GR L 18649; (February, 1965) (Digest)
G.R. No. L-18649 February 27, 1965
CEBU PORTLAND CEMENT COMPANY, petitioner, vs. COMMISSIONER OF INTERNAL REVENUE, respondent.
FACTS
Petitioner Cebu Portland Cement Company (CEPOC) sought a refund from the Commissioner of Internal Revenue for the sum of P476,208.50, representing alleged overpayments of ad valorem taxes for the period from January 1, 1957 to June 30, 1959. The taxes were assessed and collected based on the selling price of the cement produced and sold by petitioner. Petitioner contended that the ad valorem tax should have been based on the actual market value of the limestone and shale it quarried and used in producing the cement, not on the finished cement’s selling price. The Commissioner denied the claim, and the Court of Tax Appeals upheld the assessment, declaring the collection was in accordance with Sections 243 and 246 of the National Internal Revenue Code. Petitioner filed this petition for review.
ISSUE
Whether the ad valorem tax on minerals extracted from lands not covered by lease should be based on the actual market value of the quarried minerals (limestone and shale) or on the selling price of the finished product (cement) into which the minerals are manufactured.
RULING
The Supreme Court ruled in favor of the petitioner in principle, holding that the ad valorem tax should be based on the actual market value of the quarried minerals, not on the selling price of the manufactured cement. The Court modified the decision of the Court of Tax Appeals.
The Court explained that the ad valorem tax under Section 243 of the Tax Code is a tax on the privilege of severing or extracting minerals from the earth, based on the Regalian doctrine. The term “mineral products” in Section 246 refers to things produced where at least 80% are minerals extracted by the producer. However, the Court found that portland cement, though composed of 80% minerals, is not the “mineral product” contemplated by the law for imposing the ad valorem tax. Cement is the result of a manufacturing process involving chemical changes to the raw minerals (crushing, grinding, mixing, calcining, etc.), transforming them into a distinct, finished product.

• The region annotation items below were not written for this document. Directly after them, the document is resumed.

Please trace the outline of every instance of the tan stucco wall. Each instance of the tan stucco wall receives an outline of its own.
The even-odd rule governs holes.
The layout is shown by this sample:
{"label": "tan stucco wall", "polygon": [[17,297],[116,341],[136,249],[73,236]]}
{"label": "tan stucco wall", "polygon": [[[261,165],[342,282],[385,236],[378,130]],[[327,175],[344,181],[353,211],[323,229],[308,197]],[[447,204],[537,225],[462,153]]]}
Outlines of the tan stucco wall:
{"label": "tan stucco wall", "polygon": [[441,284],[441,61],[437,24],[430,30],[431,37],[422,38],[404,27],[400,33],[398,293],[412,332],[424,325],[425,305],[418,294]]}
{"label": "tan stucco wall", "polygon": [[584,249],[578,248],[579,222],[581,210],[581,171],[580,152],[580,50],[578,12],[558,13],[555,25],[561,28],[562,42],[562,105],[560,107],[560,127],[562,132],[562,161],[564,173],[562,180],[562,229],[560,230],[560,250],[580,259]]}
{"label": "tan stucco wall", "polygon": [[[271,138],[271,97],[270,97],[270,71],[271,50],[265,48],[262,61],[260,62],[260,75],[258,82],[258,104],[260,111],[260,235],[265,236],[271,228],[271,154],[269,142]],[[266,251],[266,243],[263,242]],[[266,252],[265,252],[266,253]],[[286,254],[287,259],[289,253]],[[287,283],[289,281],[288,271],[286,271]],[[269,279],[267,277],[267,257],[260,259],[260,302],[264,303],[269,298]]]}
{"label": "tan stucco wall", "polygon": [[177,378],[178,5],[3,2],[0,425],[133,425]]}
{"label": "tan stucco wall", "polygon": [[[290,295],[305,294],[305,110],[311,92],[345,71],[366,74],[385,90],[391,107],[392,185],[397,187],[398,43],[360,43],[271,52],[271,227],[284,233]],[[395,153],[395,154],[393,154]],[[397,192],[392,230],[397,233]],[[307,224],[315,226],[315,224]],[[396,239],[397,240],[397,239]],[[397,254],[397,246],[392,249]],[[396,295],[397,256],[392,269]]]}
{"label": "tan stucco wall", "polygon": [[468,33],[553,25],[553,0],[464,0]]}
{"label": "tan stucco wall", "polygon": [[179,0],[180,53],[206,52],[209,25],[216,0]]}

The law intended “mineral products” to cover cases where mined elements undergo simple treatments (e.g., washing, cutting) that do not transform the raw materials into a composite, distinct product. Furthermore, the selling price of cement reflects the market value of the finished product, not the market value of the raw minerals quarried.
However, the Court sustained the respondent’s contention that claims for refund of taxes paid more than two years before the filing of the action (October 15, 1959) are barred by prescription under Section 306 of the Internal Revenue Code. Therefore, only overpayments made after October 15, 1957, are refundable. The decision of the Court of Tax Appeals was modified accordingly.